Regimen simplification to atazanavir-ritonavir alone as maintenance antiretroviral therapy: final 48-week clinical and virologic outcomes

Abstract

Background: Simplified maintenance therapy with ritonavir-boosted atazanavir (ATV/RTV) alone is attractive because of nucleoside reverse-transcriptase inhibitor (NRTI)-sparing benefits, low pill burden, once-daily dosage, and safety.

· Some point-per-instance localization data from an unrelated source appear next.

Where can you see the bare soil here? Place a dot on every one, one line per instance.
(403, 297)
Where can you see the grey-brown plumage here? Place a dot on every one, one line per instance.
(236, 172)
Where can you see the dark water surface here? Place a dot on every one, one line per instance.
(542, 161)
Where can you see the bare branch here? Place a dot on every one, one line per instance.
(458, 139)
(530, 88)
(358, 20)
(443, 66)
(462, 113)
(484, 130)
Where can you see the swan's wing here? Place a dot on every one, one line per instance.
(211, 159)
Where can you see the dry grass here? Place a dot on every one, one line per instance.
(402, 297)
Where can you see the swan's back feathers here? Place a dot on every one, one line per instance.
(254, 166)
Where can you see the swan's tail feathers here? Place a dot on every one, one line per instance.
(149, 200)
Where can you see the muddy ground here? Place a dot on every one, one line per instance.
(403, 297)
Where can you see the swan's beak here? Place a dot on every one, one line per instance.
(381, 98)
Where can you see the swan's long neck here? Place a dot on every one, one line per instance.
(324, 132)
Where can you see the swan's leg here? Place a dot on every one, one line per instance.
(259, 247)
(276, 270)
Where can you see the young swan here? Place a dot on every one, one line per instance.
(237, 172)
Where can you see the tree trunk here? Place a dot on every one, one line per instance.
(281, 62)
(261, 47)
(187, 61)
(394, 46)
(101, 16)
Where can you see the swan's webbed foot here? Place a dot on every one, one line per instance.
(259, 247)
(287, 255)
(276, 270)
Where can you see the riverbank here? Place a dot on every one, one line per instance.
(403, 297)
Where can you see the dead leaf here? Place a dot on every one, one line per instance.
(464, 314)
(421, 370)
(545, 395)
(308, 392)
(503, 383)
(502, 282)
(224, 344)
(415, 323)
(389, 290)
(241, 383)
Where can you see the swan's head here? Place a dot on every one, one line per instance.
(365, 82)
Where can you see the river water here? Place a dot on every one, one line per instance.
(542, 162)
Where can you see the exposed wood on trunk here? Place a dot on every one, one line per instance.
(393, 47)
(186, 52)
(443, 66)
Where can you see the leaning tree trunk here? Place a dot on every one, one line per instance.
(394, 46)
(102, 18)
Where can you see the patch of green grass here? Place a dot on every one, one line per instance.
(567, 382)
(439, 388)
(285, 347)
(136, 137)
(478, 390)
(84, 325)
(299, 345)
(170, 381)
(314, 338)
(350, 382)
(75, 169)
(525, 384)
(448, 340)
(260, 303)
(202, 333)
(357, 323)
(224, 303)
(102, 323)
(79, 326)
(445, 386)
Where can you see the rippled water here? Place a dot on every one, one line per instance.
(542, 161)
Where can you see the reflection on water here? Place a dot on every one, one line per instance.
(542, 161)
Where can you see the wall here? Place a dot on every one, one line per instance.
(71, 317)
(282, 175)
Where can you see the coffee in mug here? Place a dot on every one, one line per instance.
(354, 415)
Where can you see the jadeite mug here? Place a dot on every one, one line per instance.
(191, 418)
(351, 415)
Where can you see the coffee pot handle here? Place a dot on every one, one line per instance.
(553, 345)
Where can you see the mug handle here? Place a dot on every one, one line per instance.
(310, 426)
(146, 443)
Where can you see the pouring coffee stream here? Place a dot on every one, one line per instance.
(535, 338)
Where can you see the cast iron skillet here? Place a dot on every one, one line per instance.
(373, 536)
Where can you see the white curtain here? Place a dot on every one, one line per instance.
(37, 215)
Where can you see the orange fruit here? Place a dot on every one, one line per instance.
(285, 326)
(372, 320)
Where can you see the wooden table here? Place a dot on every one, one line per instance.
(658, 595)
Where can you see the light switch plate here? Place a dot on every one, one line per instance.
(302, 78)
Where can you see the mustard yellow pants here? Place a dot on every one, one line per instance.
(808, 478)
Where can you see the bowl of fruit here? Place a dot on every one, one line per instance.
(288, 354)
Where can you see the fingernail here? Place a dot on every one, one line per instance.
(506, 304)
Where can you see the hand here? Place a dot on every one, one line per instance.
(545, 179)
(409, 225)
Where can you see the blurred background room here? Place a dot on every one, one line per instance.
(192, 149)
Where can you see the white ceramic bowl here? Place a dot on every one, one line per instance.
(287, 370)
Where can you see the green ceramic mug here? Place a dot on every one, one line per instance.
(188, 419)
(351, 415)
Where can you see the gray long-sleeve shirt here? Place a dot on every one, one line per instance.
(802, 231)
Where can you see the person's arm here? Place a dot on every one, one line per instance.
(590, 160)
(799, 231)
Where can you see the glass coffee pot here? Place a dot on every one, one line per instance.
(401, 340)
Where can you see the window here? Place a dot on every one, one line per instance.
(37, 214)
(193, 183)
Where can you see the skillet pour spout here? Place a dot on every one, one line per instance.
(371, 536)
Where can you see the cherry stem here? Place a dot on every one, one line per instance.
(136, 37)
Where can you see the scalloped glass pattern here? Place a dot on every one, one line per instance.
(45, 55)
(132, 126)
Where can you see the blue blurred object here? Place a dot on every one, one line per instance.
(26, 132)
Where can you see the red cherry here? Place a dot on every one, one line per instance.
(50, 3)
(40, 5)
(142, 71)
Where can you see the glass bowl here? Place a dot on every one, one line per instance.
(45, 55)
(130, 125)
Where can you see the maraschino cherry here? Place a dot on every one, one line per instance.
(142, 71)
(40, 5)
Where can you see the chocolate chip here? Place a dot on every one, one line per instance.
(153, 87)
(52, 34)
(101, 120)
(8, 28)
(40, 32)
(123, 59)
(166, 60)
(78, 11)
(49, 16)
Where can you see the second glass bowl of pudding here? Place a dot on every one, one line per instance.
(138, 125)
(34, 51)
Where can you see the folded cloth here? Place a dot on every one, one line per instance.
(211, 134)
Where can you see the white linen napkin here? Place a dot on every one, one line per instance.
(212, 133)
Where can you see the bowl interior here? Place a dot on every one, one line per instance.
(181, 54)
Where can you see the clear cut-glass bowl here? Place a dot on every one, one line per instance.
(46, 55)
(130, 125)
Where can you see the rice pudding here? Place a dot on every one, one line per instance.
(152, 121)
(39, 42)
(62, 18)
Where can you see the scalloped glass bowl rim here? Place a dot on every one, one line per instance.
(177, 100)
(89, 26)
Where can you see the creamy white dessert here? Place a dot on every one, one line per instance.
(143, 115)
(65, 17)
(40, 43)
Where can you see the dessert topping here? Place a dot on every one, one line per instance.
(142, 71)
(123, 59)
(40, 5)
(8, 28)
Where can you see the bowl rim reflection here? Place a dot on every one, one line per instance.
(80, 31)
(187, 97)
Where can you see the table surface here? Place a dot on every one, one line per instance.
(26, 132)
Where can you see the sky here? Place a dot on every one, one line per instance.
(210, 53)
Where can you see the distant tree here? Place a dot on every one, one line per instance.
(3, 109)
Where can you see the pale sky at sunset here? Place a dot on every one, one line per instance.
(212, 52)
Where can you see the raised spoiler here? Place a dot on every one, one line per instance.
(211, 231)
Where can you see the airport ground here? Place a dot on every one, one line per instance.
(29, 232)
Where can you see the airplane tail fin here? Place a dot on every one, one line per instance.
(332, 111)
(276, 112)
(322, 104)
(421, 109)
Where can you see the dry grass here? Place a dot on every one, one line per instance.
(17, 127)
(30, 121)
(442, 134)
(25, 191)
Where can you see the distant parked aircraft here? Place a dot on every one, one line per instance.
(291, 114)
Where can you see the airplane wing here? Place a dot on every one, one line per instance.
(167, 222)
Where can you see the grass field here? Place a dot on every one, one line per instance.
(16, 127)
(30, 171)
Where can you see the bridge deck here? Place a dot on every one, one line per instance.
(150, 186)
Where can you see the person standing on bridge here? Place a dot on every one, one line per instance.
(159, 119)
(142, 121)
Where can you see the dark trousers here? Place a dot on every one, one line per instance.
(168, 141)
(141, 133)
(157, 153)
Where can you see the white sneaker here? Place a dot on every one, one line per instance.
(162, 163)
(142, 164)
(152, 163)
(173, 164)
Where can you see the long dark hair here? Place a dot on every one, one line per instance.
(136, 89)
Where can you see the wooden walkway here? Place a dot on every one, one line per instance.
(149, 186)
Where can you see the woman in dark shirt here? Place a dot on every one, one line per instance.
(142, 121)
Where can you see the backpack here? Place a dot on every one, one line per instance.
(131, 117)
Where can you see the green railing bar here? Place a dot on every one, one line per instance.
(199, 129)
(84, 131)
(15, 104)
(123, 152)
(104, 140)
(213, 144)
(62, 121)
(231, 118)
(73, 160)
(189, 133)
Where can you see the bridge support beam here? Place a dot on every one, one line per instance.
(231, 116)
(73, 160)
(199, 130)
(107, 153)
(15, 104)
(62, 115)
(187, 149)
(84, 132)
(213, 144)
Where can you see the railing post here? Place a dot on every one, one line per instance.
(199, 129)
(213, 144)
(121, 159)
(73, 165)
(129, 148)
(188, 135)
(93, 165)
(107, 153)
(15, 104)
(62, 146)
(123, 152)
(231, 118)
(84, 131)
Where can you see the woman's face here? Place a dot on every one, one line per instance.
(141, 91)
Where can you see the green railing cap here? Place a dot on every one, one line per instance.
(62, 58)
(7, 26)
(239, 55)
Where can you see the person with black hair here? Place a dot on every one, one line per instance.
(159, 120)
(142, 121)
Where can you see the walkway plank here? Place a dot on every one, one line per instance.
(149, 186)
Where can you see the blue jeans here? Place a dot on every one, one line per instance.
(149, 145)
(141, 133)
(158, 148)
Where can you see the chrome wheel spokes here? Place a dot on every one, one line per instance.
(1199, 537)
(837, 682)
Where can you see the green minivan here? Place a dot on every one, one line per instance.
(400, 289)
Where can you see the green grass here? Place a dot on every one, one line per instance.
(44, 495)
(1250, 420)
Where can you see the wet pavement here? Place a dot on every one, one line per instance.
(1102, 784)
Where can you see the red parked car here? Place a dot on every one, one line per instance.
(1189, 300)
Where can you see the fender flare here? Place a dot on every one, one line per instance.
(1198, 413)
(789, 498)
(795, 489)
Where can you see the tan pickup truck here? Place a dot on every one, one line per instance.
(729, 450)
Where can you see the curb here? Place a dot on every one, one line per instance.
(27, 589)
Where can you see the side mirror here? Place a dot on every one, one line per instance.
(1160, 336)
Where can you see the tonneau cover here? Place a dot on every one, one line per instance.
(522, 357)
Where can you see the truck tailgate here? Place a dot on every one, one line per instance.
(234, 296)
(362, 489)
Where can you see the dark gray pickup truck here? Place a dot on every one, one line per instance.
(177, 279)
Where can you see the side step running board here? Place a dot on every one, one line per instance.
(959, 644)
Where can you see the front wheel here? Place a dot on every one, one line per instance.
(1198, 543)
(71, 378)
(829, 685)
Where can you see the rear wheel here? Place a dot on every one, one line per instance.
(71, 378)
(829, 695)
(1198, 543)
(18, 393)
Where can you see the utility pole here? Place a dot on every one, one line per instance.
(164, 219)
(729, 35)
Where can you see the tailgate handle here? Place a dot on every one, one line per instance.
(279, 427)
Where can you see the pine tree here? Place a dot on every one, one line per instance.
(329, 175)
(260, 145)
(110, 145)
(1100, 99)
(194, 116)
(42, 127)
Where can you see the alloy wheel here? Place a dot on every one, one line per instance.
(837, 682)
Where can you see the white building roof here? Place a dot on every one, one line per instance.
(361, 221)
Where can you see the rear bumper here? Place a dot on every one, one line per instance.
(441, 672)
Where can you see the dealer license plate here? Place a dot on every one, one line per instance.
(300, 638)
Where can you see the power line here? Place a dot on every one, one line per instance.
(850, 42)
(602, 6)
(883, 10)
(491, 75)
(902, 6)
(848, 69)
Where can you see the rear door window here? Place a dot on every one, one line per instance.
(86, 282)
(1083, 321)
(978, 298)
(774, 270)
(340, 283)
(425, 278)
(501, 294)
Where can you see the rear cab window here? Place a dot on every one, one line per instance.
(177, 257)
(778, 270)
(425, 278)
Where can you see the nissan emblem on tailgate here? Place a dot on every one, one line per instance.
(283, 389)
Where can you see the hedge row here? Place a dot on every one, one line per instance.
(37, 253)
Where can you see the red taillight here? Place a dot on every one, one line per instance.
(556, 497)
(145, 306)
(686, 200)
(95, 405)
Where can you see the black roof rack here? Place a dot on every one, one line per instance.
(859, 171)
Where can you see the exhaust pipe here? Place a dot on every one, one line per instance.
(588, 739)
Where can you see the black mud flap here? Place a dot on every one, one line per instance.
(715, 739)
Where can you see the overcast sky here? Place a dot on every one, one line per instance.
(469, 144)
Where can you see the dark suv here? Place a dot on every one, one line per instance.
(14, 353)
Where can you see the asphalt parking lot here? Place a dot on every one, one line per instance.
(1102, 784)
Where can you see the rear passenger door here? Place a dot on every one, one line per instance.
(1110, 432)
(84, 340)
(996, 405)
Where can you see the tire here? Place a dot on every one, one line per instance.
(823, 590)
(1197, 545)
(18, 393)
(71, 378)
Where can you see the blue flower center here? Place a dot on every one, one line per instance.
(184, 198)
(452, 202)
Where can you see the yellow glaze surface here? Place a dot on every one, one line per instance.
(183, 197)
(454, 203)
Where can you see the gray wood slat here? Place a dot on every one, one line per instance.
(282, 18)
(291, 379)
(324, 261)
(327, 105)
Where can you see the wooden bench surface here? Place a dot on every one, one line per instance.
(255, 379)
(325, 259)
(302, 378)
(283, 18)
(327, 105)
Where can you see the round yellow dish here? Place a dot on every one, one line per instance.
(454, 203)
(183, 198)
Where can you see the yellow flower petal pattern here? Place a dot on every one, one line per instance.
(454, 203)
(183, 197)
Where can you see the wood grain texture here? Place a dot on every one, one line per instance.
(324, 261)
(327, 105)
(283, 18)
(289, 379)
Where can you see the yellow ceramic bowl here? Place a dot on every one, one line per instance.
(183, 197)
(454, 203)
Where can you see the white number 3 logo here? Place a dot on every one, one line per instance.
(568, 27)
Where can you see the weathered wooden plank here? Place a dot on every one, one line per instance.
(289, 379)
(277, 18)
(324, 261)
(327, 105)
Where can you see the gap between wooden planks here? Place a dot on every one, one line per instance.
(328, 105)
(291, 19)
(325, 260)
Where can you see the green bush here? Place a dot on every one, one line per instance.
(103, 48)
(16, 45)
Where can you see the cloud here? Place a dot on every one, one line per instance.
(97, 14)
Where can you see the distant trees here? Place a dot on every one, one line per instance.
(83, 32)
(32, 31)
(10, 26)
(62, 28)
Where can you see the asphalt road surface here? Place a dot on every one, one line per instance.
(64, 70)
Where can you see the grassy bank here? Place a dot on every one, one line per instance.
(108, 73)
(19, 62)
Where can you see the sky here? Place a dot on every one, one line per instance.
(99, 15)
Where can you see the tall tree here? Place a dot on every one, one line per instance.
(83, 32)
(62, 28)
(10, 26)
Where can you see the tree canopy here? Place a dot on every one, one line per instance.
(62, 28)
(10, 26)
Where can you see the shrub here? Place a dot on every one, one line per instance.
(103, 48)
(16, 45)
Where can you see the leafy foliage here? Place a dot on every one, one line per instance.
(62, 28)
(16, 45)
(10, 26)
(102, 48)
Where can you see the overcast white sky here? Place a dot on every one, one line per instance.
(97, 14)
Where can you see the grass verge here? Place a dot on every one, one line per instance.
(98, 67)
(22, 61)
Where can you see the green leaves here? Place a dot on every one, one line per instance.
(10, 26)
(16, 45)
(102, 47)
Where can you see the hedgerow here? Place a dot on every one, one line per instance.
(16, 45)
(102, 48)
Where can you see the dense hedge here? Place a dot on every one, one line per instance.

Methods: Subjects with virologic suppression after > or = 48 weeks of initial antiretroviral therapy with 2 NRTIs and a protease inhibitor (PI) were enrolled. Subjects switched to ATV/RTV at entry and discontinued NRTIs after 6 weeks. The primary end point was time to virologic failure (confirmed HIV-1 RNA level > or = 200 copies/mL). Drug resistance at virologic failure was evaluated by standard genotyping and single-genome sequencing (SGS). Residual viremia (1.1-49 copies/mL) was measured by single-copy assay.

Results: Thirty-four subjects simplified to ATV/RTV alone, of whom 30 (88%) did not experience virologic failure by 48 weeks after simplification. Residual viremia did not change significantly after NRTI discontinuation among those without virologic failure but did increase 4-12 weeks before confirmed virologic failure. No major PI-resistance mutations were identified at virologic failure by standard genotyping or SGS.

Conclusions: In this pilot study, simplified maintenance therapy with ATV/RTV alone maintained viral suppression in most subjects through 48 weeks. PI resistance was not detected among subjects experiencing virologic failure. Larger, randomized trials are warranted to further define the efficacy and safety of this strategy.

Trial registration: ClinicalTrials.gov NCT00084019.

Conflict of interest statement

Potential conflicts of interest: T.J.W. has received research support from Tibotec and has served as an ad-hoc advisor for Tibotec and Pfizer. J.E.M. was a recipient of a Bristol-Myers Squibb (BMS) Virology Fellows Research Program award. C.V.F. has participated in ad-hoc advisory boards for Abbott Pharmaceuticals, BMS, GlaxoSmith-Kline (GSK), and Roche. D.M.M. has received honoraria or research support from BMS, GSK, Abbott, Merck, Tibotec, Virco, Roche, and Trimeris. G.T. is an employee of BMS and owns stock in the company. W.W. is an employee of Abbott Laboratories and owns stock options in the company. J.W.M. has been a consultant to Abbott Laboratories, BMS, Agouron Pharmaceuticals, Boehringer Ingelheim, Gilead Sciences, GSK, Intelligent Therapeutic Solutions, Merck, Noviro/Idenix, Pfizer, Pharmasset, Trimeris, and Visible Genetics; has owned or currently owns stock or stock options in Achillion Pharmaceuticals, Novirio/Idenix, Intelligent Therapeutic Solutions, Pharmasset, Triangle Pharmaceuticals, and Virco-Tibotec; and has filed the following patent: US patent application PCT/US07/02369, 2007 (“HIV-1 Mutations at Codon 371 and 509 of Reverse Transcriptase Increase Resistance to Nucleoside Analogs Such as 3′-Azidothymidine”). S.S. has received research grants or contracts from or was a consultant for Abbott Pharmaceuticals, BMS, Novartis Pharmaceuticals, Tibotec Therapeutics, Pfizer, and Bavarian Nordic. All other authors report no potential conflicts.